Netdata Community

Automate Netdata Cloud node claim on instance deploy

Currently we install and setup netdata with ansible and we’re trying to figure out a way to automate the netdata claim process from the instance being deployed.

It seems the token value changes when collecting the claim information from netdata cloud.

Is there a token that can be re-used to automate the claiming process?

@Youssef-Slassi said in Automate Netdata Cloud node claim on instance deploy:

PS : I’ve tried deploying with the same token, it doesn’t work when you claim 2 nodes with the same …

Claiming multiple agents with a single token should be possible.So you may stable upon a bug. Can you provide more information so we can investigate why it didn’t work? What error did you get the second time?

Also if you can share your account email or space name with us here cloud-team@netdata.cloud, we could take a look on our end.

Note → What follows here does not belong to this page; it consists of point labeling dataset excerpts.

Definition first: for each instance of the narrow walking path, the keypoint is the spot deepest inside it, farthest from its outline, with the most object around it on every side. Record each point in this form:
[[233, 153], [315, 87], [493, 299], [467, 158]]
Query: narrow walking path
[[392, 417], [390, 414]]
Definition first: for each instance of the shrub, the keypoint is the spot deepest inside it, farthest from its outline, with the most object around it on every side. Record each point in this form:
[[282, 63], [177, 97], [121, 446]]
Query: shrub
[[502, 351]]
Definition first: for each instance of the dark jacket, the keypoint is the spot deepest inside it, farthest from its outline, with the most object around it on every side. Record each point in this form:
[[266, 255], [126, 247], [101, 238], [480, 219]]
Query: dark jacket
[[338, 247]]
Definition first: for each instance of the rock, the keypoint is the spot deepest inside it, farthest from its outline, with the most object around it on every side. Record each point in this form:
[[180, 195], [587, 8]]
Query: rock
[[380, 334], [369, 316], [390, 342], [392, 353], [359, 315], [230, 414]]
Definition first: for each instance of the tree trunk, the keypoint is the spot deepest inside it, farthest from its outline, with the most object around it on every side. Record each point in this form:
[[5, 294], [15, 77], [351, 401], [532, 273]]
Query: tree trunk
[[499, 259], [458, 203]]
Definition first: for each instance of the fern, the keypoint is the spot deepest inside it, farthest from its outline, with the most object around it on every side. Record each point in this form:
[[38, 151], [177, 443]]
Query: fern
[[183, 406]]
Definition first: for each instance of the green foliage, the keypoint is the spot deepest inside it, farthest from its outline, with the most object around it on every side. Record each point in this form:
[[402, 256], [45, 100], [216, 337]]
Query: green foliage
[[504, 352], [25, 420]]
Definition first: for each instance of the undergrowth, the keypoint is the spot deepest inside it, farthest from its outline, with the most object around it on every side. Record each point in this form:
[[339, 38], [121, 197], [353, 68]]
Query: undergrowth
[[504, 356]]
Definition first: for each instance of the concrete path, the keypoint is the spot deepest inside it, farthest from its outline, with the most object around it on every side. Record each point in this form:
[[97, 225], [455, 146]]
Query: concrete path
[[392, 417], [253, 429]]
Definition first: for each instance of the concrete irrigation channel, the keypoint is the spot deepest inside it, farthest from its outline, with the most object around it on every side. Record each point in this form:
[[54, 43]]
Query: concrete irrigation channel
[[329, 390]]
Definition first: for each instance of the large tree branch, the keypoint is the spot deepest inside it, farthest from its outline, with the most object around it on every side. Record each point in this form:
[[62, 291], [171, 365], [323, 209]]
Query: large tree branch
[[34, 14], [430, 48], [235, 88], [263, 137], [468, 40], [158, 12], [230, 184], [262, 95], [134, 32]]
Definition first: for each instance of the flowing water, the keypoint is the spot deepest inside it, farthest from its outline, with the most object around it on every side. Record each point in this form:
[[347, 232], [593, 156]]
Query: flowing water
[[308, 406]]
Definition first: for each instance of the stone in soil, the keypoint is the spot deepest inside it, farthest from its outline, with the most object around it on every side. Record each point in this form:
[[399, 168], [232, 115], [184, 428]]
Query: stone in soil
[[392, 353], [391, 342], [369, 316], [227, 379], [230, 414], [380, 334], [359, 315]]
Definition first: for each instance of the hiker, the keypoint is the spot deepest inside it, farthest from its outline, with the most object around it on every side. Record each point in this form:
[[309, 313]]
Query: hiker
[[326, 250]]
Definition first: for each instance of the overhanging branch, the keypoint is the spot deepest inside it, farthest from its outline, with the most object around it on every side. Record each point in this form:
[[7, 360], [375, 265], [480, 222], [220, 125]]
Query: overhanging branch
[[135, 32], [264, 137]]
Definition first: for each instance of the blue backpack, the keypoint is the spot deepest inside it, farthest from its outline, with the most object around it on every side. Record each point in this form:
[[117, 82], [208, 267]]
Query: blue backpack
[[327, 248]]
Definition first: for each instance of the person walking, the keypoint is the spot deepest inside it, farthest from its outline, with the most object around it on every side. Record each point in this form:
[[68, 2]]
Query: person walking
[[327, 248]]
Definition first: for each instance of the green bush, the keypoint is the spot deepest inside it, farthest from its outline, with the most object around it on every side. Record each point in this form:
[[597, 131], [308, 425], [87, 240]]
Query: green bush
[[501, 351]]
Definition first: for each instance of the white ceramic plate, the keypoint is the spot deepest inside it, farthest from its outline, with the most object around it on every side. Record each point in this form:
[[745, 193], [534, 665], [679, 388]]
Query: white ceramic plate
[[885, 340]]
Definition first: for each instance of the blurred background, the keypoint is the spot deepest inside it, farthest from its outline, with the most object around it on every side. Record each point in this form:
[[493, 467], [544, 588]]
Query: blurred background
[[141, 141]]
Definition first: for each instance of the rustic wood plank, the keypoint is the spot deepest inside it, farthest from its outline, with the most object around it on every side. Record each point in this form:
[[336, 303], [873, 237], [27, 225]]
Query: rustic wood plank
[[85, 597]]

@shrabok_cninc as @Harris-Bouzopoulos said the token does not expire. However, it is possible for new tokens to be generated and thus:

I did notice in netdata cloud the token shown in the UI changes over time (and assumed they were time based). Is there a reason the token isn’t the same token (like an api or account specific token)?

Is possible, but it is something we should fix. Don’t worry previous tokens are still valid.

@shrabok_cninc the claiming script does have a token that doesn’t expire and can be used for claiming multiple nodes in the same space.

!

After the claiming is completed, the agent will be assigned a unique id by which we can reference him in the future.

My point in my previous post was that this claiming script must be executed (with the same token and rooms) in every agent, on every instance, that you want to claim in the cloud. It mustn’t be executed in a base image from which you will spawn your instances hoping that they will have an already claimed agent.

Feel free to add any additional questions that you might have. We will do our best to answer in a timely manner!

Thanks for using Netdata Cloud!

Hey shrabok_cninc - If I’m not mistaken giving a key as a parameter would be possible, but I don’t know of the implications of doing/providing such an action. It will need some investigation, but definitely something we’ll keep in mind!

Hey everyone,

I think that @shrabok_cninc mentioned that the token the claiming command requires changes over time, thus the user can’t use the same ansible playbook for too long.

Can we verify or deny this?

@shrabok_cninc Soon you will be able to install an agent and claim it in a single step. For now you can copy the claiming command(Manage Space/Nodes) for your space and add it in ansible after the Netdata Agent installation is finished. Please be sure that the host system has internet access via HTTPS.

For unclaiming you will have to wait a couple of months due to conflicting prios. Sorry for this and thx for using Netdata Cloud!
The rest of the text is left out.